Ensuring the quality of software systems through testing is essential, yet maintaining test cases poses significant challenges and costs. The need for frequent updates to align with the evolving system under test often entails high complexity and cost for maintaining these test cases. Further, unrepaired broken test cases can degrade test suite quality and disrupt the software development process, wasting developers’ time. To address this challenge, we present TaRGET (Test Repair GEneraTor), a novel approach leveraging pre-trained code language models for automated test case repair. TaRGET treats test repair as a language translation task, employing a two-step process to fine-tune a language model based on essential context data characterizing the test breakage. To evaluate our approach, we introduce TaRBench, a comprehensive benchmark we developed covering 45,373 broken test repairs across 59 open-source projects. Our results demonstrate TaRGET's effectiveness, achieving a 66.1% exact match accuracy. Furthermore, our study examines the effectiveness of TaRGET across different test repair scenarios. We provide a practical guide to predict situations where the generated test repairs might be less reliable. We also explore whether project-specific data is always necessary for fine-tuning and if our approach can be effective on new projects.

查看原文本刊更多论文

使用语言模型自动修复测试用例

通过测试确保软件系统的质量是必要的，但是维护测试用例带来了巨大的挑战和成本。需要频繁的更新以与测试下不断发展的系统保持一致，这通常需要维护这些测试用例的高复杂性和成本。此外，未修复的损坏测试用例会降低测试套件的质量，扰乱软件开发过程，浪费开发人员的时间。为了应对这一挑战，我们提出了TaRGET（测试修复生成器），这是一种利用预先训练的代码语言模型进行自动化测试用例修复的新方法。TaRGET将测试修复视为一项语言翻译任务，采用两步过程对基于表征测试中断的基本上下文数据的语言模型进行微调。为了评估我们的方法，我们引入了TaRBench，这是我们开发的一个全面的基准测试，涵盖了59个开源项目中的45,373个损坏的测试修复。我们的结果证明了TaRGET的有效性，达到了66.1%的精确匹配准确率。此外，我们的研究考察了TaRGET在不同测试修复方案中的有效性。我们提供了一个实用的指南来预测生成的测试修复可能不太可靠的情况。我们还探讨了特定于项目的数据对于微调是否总是必要的，以及我们的方法是否对新项目有效。

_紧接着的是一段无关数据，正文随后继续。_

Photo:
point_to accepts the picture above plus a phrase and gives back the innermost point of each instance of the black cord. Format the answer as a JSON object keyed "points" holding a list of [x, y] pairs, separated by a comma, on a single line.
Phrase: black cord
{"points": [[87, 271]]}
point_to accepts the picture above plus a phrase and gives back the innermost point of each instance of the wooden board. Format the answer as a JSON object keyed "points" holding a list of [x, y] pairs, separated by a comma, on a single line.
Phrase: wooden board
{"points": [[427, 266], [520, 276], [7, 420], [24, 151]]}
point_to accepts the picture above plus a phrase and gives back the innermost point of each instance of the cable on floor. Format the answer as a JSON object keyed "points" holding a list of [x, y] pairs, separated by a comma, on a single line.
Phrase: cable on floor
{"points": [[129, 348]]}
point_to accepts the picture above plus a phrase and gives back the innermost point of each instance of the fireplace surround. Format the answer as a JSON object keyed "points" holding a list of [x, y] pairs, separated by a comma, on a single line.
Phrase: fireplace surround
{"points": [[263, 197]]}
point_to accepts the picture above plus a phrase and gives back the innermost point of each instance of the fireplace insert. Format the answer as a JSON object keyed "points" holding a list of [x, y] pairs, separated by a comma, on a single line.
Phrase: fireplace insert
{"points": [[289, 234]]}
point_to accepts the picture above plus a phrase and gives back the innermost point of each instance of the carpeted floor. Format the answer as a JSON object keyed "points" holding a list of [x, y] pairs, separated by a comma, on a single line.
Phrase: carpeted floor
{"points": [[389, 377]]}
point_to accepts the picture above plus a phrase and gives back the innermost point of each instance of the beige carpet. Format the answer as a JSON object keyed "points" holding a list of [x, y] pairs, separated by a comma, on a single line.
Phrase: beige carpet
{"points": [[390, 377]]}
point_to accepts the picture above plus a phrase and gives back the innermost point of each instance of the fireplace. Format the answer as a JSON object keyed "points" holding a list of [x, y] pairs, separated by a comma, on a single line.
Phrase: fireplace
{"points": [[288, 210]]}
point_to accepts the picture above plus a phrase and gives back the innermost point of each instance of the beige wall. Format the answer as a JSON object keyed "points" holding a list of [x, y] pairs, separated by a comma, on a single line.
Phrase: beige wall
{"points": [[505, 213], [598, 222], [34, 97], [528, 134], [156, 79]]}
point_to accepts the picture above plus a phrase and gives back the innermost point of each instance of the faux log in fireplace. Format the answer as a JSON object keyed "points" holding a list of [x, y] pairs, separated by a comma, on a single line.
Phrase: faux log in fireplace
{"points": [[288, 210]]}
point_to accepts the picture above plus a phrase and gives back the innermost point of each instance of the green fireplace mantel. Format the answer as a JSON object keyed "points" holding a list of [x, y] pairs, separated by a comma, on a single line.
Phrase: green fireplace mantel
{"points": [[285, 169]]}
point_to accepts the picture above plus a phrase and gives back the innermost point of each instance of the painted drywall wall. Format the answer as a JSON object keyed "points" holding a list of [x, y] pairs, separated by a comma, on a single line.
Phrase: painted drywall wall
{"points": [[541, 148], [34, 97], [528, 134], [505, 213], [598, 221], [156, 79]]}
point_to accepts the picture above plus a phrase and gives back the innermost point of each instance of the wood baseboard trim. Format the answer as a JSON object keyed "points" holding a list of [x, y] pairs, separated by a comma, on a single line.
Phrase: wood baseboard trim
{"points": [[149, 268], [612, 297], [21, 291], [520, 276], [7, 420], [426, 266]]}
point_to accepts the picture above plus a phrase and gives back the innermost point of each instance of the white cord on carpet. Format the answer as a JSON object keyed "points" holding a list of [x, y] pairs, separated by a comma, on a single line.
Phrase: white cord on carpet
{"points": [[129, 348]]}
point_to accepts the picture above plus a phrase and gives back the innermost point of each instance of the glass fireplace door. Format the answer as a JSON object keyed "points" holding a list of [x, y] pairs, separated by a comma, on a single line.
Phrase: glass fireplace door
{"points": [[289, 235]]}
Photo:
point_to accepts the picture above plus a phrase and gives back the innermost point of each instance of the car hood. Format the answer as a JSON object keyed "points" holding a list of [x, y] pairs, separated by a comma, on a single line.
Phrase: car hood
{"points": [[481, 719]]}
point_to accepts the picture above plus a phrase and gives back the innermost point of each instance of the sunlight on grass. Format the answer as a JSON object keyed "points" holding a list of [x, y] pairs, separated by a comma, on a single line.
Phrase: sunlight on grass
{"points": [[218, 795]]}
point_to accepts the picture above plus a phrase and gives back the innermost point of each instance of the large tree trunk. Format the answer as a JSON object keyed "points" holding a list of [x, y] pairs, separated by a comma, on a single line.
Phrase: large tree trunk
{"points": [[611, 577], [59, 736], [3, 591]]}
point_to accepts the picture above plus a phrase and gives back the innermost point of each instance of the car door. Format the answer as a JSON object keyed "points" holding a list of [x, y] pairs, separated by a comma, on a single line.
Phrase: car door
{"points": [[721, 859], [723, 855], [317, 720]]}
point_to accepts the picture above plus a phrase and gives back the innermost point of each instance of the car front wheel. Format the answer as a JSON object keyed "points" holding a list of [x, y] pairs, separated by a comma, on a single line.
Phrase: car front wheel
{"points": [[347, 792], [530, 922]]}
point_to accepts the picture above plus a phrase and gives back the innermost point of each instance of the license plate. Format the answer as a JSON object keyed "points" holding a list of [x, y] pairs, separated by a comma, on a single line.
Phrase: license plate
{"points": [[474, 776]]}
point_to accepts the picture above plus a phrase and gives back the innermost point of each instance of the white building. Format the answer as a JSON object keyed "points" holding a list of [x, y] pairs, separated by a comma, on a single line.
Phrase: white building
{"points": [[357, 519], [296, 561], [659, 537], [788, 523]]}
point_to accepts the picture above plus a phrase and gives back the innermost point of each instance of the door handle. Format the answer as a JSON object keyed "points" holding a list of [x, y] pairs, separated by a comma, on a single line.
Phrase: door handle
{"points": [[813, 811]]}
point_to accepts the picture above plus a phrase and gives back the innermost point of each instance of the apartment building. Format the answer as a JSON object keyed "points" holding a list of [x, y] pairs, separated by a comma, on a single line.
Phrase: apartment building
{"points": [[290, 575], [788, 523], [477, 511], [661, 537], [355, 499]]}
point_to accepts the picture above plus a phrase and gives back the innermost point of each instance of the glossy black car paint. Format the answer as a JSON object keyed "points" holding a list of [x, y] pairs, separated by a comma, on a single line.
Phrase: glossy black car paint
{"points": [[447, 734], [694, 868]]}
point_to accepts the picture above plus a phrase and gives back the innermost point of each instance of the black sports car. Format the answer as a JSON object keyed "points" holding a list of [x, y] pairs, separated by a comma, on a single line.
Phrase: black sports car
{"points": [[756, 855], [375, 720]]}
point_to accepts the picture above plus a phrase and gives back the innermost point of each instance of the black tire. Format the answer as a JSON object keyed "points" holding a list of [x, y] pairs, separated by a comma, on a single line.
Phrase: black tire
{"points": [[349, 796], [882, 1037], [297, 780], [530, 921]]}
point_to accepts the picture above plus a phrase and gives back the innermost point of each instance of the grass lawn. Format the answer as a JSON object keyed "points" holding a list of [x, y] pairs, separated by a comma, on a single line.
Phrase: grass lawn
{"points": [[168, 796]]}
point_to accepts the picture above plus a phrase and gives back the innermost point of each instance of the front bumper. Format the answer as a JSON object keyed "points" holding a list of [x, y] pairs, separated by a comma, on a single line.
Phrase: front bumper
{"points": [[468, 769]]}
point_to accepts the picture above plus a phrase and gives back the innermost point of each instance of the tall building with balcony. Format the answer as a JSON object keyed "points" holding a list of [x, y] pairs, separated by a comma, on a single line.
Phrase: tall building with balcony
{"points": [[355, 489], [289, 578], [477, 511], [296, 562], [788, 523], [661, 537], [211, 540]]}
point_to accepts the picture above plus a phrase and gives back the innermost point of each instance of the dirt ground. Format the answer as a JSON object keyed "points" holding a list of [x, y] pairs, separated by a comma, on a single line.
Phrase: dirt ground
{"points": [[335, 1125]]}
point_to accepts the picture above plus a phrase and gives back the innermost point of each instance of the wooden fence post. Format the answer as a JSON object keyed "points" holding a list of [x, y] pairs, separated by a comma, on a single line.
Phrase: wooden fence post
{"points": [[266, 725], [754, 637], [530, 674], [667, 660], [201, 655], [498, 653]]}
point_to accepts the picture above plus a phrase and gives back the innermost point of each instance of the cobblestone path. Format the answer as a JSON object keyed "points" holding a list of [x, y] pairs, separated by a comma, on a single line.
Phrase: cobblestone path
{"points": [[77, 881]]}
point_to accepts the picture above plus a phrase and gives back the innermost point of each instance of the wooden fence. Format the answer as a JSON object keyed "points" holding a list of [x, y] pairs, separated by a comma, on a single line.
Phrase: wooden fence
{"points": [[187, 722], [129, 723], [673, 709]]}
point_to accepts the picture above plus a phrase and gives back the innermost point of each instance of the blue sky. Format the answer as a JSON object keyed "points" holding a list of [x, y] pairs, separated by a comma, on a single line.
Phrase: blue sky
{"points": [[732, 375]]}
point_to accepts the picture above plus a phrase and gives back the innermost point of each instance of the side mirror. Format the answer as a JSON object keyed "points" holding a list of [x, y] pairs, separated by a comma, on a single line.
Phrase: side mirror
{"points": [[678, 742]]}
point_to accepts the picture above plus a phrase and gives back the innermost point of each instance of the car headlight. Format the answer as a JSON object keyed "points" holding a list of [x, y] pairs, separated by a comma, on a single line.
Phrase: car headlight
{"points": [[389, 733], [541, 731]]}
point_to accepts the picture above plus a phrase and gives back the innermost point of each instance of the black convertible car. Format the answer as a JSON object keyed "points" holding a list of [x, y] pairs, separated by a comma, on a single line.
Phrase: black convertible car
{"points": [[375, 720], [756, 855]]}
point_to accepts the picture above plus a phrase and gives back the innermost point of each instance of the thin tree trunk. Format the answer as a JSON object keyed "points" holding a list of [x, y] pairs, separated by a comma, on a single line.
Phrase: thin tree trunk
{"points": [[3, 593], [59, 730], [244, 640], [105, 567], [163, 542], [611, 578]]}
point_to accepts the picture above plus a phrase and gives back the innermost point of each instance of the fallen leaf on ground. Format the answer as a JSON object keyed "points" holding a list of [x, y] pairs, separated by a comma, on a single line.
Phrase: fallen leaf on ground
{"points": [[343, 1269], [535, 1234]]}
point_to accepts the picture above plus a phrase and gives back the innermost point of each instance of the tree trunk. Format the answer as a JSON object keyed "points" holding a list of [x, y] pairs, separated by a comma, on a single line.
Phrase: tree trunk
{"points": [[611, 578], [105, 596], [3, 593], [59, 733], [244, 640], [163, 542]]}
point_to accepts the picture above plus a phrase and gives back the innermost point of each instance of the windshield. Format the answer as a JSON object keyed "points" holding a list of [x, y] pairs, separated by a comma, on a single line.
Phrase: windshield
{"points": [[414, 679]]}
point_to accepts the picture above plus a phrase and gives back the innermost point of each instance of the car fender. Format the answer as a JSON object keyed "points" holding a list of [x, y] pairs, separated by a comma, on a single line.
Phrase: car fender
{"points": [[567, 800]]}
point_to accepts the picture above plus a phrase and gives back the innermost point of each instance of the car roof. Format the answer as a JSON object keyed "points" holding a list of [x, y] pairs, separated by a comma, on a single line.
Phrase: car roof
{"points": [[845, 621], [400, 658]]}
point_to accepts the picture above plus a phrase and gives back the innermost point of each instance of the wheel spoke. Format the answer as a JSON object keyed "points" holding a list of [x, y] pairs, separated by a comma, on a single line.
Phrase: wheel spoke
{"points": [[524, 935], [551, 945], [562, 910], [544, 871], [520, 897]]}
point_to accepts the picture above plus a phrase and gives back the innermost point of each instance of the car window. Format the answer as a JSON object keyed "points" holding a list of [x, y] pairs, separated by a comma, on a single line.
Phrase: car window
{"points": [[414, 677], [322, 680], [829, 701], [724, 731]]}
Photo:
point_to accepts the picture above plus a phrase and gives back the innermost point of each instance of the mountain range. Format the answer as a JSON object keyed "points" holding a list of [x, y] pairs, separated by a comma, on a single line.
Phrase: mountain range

本文章由计算机程序翻译，如有差异，请以英文原文为准。

求助全文

约1分钟内获得全文求助全文

来源期刊

IEEE Transactions on Software Engineering 工程技术-工程：电子与电气

CiteScore

9.70

自引率

10.80%

发文量

724

审稿时长

6 months

期刊介绍： IEEE Transactions on Software Engineering seeks contributions comprising well-defined theoretical results and empirical studies with potential impacts on software construction, analysis, or management. The scope of this Transactions extends from fundamental mechanisms to the development of principles and their application in specific environments. Specific topic areas include: a) Development and maintenance methods and models: Techniques and principles for specifying, designing, and implementing software systems, encompassing notations and process models. b) Assessment methods: Software tests, validation, reliability models, test and diagnosis procedures, software redundancy, design for error control, and measurements and evaluation of process and product aspects. c) Software project management: Productivity factors, cost models, schedule and organizational issues, and standards. d) Tools and environments: Specific tools, integrated tool environments, associated architectures, databases, and parallel and distributed processing issues. e) System issues: Hardware-software trade-offs. f) State-of-the-art surveys: Syntheses and comprehensive reviews of the historical development within specific areas of interest.